Version in global scope:
julia> s = 0
0
julia> @time for i in 1:10^6
global s += i^3
end
0.076299 seconds (2.00 M allocations: 30.517 MiB, 10.47% gc time)
Version with a function using a sum
function:
julia> sum3(n) = sum(x -> x^3, 1:n)
sum3 (generic function with 1 method)
julia> @time sum3(10^6)
0.000012 seconds
-8222430735553051648
Version with sum
function in global scope:
julia> @time sum(x -> x^3, 1:10^6)
0.027436 seconds (48.61 k allocations: 2.558 MiB, 99.75% compilation time)
-8222430735553051648
julia> @time sum(x -> x^3, 1:10^6)
0.025744 seconds (48.61 k allocations: 2.557 MiB, 99.76% compilation time)
-8222430735553051648
As you can see using a loop in global scope is inefficient. It leads to many allocations and slow execution.
Using a sum3
function leads to fastest execution. You
might ask why using sum(x -> x^3, 1:10^6)
in global
scope is slower. The reason is that an anonymous function
x -> x^3
is defined anew each time this operation is
called which forces compilation of the sum
function (but it
is still faster than the loop in global scope).

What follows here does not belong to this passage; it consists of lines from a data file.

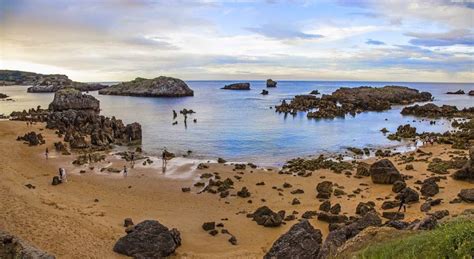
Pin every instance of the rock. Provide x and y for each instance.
(363, 169)
(56, 180)
(149, 239)
(301, 241)
(14, 247)
(127, 222)
(457, 92)
(32, 138)
(332, 218)
(365, 207)
(237, 86)
(466, 173)
(325, 206)
(393, 215)
(271, 83)
(209, 226)
(221, 160)
(324, 190)
(467, 195)
(429, 187)
(386, 205)
(243, 193)
(266, 217)
(336, 209)
(398, 186)
(384, 172)
(157, 87)
(410, 195)
(339, 236)
(71, 99)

For a reference check the function with a loop inside it:
julia> function sum3loop(n)
s = 0
for i in 1:n
s += i^3
end
return s
end
sum3loop (generic function with 1 method)
julia> @time sum3loop(10^6)
0.001378 seconds
-8222430735553051648
This is also much faster than a loop in global scope.
Exercise 10
Explain the value of the result of summation obtained in exercise 9.
Solution
In exercise 9 we note that the result is
-8222430735553051648
which is a negative value, although we
are adding cubes of positive values. The reason of the problem is that
operations on integers overflow. If you are working with numbers larger
that can be stored in Int
type, which is:
julia> typemax(Int)
9223372036854775807
use big
numbers that we discussed in Exercise
3:
julia> @time sum(x -> big(x)^3, 1:10^6)
0.833234 seconds (11.05 M allocations: 236.113 MiB, 23.77% gc time, 2.63% compilation time)
250000500000250000000000
Now we get a correct result, at the cost of slower computation.